MB: One is you have to be clear when you intervene what you are attacking. If you intervene in a school district that is badly managed, then you don't want to make it a generalized attack on every teacher and every community. For example, when we did an intervention in a local authority, the Minister and I would go to the school district and we'd get all the head teachers [principals] in one room and say, “This is not an attack on the head teachers in Leeds or Liverpool. You, the principals of the schools in this area, have an important challenge to rise to, which is achieving higher standards for all your children and what this report says is the school district isn't giving you the tools, support, and capacity to do your job that we know you want to do and we want you to do. And so our job is to sort out the school district so you can do your job better. And we're not going away until the problem is solved.” Now that's a very different thing from saying, “You are all rubbish,” which is how it feels if you just publish the report and keep out of the way.

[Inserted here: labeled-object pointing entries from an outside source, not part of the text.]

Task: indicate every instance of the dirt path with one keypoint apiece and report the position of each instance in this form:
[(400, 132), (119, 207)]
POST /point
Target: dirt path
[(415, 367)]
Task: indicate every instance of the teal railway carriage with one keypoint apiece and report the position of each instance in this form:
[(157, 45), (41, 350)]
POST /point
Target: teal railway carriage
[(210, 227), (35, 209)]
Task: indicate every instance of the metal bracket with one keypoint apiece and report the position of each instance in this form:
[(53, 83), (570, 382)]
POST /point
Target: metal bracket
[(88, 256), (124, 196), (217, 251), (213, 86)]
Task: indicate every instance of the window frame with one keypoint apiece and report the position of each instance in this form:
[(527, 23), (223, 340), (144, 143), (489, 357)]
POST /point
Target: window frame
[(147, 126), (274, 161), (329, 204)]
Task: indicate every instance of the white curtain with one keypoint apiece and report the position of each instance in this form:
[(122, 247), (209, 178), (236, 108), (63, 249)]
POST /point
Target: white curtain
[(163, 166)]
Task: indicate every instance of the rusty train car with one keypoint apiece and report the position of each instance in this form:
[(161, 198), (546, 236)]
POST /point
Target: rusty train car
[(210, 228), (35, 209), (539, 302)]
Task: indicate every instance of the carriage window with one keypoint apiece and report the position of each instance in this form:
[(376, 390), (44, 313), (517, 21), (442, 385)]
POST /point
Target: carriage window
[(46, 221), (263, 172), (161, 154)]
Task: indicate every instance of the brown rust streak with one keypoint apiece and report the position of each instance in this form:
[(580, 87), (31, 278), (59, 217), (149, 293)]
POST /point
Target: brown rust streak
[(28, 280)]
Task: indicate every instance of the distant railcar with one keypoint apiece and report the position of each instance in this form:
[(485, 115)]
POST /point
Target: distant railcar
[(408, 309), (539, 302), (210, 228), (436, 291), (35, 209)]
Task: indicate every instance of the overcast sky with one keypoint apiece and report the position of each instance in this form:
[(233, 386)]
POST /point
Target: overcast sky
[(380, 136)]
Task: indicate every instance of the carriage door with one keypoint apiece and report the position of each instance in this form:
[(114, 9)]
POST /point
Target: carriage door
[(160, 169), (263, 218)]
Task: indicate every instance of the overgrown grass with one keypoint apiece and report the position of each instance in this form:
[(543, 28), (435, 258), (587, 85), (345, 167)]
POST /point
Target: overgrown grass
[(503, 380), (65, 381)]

And then whenever those interventions got underway I would then go to that place maybe once a month and visit schools and talk to head teachers. I would ask: “How is it going? What do you feel about it? Are we sticking by our commitment to you? Do you feel the change happening in the way you want it to?” That's really, tactically and morally, absolutely basic. We didn't do that for the first one, but then we realized you have to do it. There are things that come out of the experience, nothing to do with the way the law's constructed. How you construct the emotion around these things is enormously important.
Comparing Education and Other Policy Areas
ES: Since you've worked in other policy areas, what do you see as differences between those areas and education?

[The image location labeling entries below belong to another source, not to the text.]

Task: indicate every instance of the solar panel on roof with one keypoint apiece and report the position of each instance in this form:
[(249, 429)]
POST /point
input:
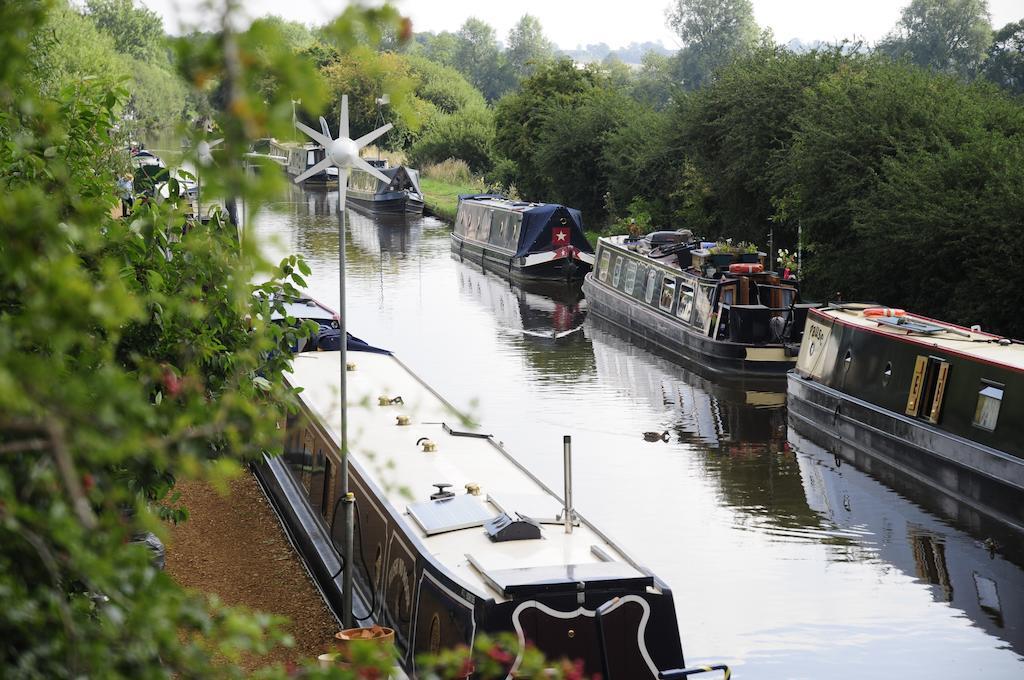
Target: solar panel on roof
[(450, 514)]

MB: The biggest difference between health and education is in the use of financial incentives. In health if you want to get doctors or consultants or even nurses to do something, the best way is to use financial incentives. By contrast, if you even mention financial incentives in schools, teachers say that's terrible, divisive. So the idea that you reward performance or delivery of an outcome in education is completely an anathema to the culture. I don't know what the history of that is, but the cultures are quite different in the way they think about financial incentives.
There are also differences in the data that's available and used to measure performance. In education we're nearer to measuring the real outcome. In health we've been largely measuring waiting times. We do measure some targets related to mortality rates, but this year's mortality rates are affected by policies 10 years ago or five years ago, so the connection is quite distant. In education we're measuring real outcomes: children reading for example. So there's a difference there.
When you go into quasi-markets, that's another big difference between the two. The health market is much more flexible: It's perfectly plausible for someone to have a knee operation in one hospital and the other knee somewhere else. You might only be in for a day or two days, so you've really got choice each time you want something done. Whereas a parent choosing a school for a child can't then go somewhere else next week. It's a much less flexible market, so you have to think quite differently about how you construct the markets.
That's why I've never believed the argument that some advocates make, particularly in the U.S., that choice alone is the answer. I do believe it's part of the answer, but on it's own I don't think it's going to have sufficient impact. That's why I think you have to have all three strands I talked about: standards and accountability, collaboration and capacity building, and quasi-markets. The best reforms will combine all of those three things together.